La fuer­za in­su­fi­cien­te de la pri­me­ra ver­sión, que es po­lí­ti­ca, pro­vie­ne de una per­te­nen­cia de clase; la fuer­za exi­to­sa de la se­gun­da, que es gue­rre­ra, es mé­ri­to de un so­li­ta­rio, uno que está al mar­gen de la ley y de la co­mu­ni­dad que con ella se con­tro­la y re­gu­la: un fo­ra­ji­do con re­com­pen­sa de cap­tu­ra, del que no se dis­cu­te desde dónde actúa, sino sólo en con­tra o a favor de qué (de la ley y el orden, para quien los usa con la am­bi­ción de vol­ver­se más po­de­ro­so y más rico –Mo­nas­te­rio– o cons­pi­ran­do para uno así –los agen­tes del Águi­la–; o de una “ver­da­de­ra” jus­ti­cia, según aque­llos para quie­nes el Zorro les da lo que la au­to­ri­dad les niega, les quita o no evita ni re­vier­te que otros –un pa­trón abu­si­vo, un aven­tu­re­ro con co­di­cia, un sim­ple la­drón– les nie­guen o les qui­ten).

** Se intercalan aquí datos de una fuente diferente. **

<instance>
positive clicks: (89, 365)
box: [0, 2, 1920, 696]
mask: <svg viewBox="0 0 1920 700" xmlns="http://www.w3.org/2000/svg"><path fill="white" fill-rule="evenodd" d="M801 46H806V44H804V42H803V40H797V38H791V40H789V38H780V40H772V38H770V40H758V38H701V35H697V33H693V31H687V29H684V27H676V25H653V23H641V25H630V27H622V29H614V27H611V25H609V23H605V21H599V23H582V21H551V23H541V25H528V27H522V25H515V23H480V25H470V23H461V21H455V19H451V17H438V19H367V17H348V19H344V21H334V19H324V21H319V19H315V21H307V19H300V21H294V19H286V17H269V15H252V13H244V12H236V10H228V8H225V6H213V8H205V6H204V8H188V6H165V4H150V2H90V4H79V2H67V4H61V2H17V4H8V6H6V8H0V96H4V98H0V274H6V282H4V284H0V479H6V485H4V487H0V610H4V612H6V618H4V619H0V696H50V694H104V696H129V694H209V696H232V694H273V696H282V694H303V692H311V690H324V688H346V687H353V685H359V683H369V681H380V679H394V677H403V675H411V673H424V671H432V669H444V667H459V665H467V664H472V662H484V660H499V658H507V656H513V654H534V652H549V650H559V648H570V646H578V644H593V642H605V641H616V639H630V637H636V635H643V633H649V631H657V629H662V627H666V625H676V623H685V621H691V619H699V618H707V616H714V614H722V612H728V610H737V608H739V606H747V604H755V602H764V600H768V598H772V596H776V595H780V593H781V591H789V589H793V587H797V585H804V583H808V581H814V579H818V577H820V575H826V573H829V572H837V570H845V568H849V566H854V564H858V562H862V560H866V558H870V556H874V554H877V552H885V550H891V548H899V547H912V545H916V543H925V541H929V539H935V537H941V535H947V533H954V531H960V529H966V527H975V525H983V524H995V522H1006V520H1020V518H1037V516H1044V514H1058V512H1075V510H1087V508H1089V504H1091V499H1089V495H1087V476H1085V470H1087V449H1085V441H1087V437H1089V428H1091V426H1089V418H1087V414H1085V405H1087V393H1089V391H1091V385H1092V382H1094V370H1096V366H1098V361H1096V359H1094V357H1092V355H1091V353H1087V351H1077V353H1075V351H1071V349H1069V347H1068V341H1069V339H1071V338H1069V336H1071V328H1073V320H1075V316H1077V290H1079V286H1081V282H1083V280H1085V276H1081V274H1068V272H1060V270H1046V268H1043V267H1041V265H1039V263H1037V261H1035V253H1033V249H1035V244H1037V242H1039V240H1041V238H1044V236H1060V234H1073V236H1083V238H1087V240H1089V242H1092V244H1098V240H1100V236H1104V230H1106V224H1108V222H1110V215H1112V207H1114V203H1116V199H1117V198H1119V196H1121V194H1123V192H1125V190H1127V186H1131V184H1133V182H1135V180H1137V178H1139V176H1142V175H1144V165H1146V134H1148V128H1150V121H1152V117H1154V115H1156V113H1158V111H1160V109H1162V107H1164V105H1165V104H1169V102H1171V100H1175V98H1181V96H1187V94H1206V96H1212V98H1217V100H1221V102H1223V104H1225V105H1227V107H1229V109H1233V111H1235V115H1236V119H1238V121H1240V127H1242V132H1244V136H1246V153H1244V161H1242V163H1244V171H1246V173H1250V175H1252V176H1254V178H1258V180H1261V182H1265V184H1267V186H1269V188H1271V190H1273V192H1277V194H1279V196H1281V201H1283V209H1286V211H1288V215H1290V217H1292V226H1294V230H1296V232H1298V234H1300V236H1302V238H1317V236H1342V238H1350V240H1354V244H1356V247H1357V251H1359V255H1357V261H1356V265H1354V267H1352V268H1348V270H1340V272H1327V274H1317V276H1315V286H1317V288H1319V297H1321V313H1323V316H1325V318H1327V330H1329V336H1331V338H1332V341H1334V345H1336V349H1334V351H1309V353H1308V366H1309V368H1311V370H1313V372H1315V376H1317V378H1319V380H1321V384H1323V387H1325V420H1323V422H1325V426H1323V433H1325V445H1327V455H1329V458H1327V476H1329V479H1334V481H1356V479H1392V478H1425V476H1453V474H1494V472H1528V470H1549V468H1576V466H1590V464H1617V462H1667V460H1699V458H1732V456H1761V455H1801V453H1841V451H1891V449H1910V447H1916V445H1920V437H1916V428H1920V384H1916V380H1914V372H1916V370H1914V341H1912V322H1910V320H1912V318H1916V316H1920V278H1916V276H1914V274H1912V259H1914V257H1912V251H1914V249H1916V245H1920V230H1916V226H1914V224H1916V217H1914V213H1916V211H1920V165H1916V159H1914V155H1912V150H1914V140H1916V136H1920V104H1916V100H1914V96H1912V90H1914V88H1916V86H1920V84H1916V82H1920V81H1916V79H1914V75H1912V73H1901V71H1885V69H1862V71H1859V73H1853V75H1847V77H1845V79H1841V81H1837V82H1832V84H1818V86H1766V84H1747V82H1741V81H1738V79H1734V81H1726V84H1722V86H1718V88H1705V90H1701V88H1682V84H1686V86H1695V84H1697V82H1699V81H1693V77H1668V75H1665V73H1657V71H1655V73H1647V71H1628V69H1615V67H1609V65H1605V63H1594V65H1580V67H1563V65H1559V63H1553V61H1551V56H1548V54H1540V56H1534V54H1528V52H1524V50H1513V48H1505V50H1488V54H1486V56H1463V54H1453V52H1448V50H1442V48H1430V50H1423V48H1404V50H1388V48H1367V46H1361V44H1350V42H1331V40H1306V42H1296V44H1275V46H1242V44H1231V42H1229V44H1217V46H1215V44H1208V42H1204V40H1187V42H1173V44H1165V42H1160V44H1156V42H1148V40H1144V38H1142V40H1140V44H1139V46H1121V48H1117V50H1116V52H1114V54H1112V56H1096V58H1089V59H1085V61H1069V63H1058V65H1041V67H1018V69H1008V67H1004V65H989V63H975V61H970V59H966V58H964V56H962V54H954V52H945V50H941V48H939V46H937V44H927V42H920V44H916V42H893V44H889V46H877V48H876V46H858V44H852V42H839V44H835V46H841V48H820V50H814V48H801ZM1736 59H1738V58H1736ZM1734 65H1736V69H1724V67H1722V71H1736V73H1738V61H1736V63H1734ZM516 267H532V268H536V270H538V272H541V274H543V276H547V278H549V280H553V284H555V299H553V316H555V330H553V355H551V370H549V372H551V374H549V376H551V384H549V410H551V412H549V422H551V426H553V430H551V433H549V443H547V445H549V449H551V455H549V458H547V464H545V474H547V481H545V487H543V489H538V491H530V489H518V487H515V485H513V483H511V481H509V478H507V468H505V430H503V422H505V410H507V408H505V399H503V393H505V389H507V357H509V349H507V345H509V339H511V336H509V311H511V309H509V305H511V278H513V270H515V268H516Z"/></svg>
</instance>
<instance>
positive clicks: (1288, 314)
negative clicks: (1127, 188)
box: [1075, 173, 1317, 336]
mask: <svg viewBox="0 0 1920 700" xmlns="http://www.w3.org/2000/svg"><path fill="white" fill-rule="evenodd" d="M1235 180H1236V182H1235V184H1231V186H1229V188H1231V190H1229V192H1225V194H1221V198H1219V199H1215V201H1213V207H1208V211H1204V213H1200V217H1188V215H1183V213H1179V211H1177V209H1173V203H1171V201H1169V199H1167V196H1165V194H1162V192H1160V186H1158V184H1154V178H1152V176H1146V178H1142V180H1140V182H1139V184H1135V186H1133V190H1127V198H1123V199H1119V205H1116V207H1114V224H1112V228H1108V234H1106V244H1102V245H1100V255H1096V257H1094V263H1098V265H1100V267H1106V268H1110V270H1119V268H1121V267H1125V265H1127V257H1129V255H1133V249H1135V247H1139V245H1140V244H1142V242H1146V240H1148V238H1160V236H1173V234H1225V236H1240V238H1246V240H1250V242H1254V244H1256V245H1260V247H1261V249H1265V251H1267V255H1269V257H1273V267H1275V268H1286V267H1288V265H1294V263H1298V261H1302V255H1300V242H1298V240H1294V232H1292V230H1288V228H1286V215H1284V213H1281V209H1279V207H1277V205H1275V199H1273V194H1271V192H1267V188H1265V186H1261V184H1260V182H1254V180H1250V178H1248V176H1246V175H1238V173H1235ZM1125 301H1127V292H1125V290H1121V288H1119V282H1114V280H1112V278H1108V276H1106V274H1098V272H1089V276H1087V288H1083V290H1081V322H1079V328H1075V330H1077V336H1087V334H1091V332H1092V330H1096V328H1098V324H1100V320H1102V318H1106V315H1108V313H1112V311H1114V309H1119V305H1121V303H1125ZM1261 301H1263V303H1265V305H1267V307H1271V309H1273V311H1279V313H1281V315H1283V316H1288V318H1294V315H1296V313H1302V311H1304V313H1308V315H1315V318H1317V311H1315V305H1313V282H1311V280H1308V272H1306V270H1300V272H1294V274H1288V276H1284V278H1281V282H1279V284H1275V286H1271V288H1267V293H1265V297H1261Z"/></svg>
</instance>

En la serie, el pro­ce­so de “des­fo­ra­ji­za­ción” del Zorro tiene su cli­max cuan­do, en vez de pe­lear con­tra los sol­da­dos del Rey, pelea junto con ellos con­tra un enemi­go ex­tran­je­ro y su tí­te­re local, ti­rá­ni­co e ines­cru­pu­lo­so, según son re­pre­sen­ta­dos los mo­vi­mien­tos in­de­pen­den­tis­tas (la ban­de­ra es­pa­ño­la llega a ser arria­da y re­em­pla­za­da por la del Águi­la; la ti­ra­nía de Mo­nas­te­rio fue siem­pre la de un súb­di­to de la co­ro­na, in­jus­to pero leal). En cam­bio, Su­per­man es de en­tra­da un jus­ti­cie­ro tam­bién para las au­to­ri­da­des, que sue­len verse su­pe­ra­das por los vi­lla­nos y opor­tu­na­men­te asis­ti­das por «el gran Boy Scout azul».